Low Molecular Weight RNaseL in CFS

K. De Meirleir [1], I. Campine [1], P. De Becker [1], E. Van Steenberge [1], C. Bisbal [2], T.Salezadah [2], B. Lebleu [2]

1 Human Physiology and Medicine
V.U.B.
Brussels
Belgium
2 Institut de Genetique Moleculaire de Montpellier
CNRS
Montpellier
France

Chronic fatigue syndrome (CFS) is associated with persistent and debilitating fatigue, with cognitive dysfunction and with other symptoms. Its unknown aetiology and the absence of biochemical markers complicate diagnostic.
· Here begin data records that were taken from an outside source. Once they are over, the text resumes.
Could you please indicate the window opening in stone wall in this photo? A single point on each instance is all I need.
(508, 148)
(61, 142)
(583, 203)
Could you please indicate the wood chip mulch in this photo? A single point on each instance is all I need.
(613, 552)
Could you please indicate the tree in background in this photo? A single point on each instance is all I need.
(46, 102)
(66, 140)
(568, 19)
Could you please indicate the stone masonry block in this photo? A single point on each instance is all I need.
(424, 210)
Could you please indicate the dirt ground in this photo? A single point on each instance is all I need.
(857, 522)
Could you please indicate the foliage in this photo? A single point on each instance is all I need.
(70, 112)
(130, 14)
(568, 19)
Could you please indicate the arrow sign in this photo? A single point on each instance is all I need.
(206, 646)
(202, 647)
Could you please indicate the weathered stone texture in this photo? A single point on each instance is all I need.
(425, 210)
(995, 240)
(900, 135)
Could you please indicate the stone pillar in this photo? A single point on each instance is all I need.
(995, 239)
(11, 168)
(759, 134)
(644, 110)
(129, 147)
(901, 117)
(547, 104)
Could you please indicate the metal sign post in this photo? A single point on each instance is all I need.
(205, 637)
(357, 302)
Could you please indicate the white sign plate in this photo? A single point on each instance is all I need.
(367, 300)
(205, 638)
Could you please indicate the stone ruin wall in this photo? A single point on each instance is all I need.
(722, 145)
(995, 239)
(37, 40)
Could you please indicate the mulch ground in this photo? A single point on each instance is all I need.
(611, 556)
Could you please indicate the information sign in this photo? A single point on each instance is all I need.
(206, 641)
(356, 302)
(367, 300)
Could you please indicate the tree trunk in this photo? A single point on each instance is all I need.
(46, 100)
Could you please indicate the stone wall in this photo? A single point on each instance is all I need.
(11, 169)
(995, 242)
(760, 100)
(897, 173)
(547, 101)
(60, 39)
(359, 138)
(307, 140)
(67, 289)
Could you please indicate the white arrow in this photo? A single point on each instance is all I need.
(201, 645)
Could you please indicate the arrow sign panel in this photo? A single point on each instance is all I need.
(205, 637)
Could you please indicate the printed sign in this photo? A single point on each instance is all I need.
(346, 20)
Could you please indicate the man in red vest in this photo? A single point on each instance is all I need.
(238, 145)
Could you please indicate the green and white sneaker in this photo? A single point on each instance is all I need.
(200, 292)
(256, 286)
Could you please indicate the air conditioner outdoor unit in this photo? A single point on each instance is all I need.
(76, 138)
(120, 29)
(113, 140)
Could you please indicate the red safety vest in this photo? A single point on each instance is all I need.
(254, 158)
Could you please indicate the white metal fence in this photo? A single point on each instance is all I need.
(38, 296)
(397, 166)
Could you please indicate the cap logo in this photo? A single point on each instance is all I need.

Activation of immune responses and infection by several viruses have been suggested in several studies. Recent studies by Suhadolnik et al. have pointed to increased levels of 2-5A and RNaseL activity in PBMC from CFS patients, as well as to previously unrecognised low molecular weight forms of RNase L in a small group of severely disabled CFS patients.

In keeping with these observations we are providing evidence for the presence of a 37 kDa 2-5A binding polypeptide in PBMC extracts from a large cohort of CFS patients. The relation if any between this 37 kDa polypeptide, the increased RNase L activity and the physiopathology of CFS cannot be ascertained at the present time. Likewise the molecular mechanisms underlying the accumulation of this 37 kDa polypeptide are unknown although proteolytic degradation in the extracts can be eliminated.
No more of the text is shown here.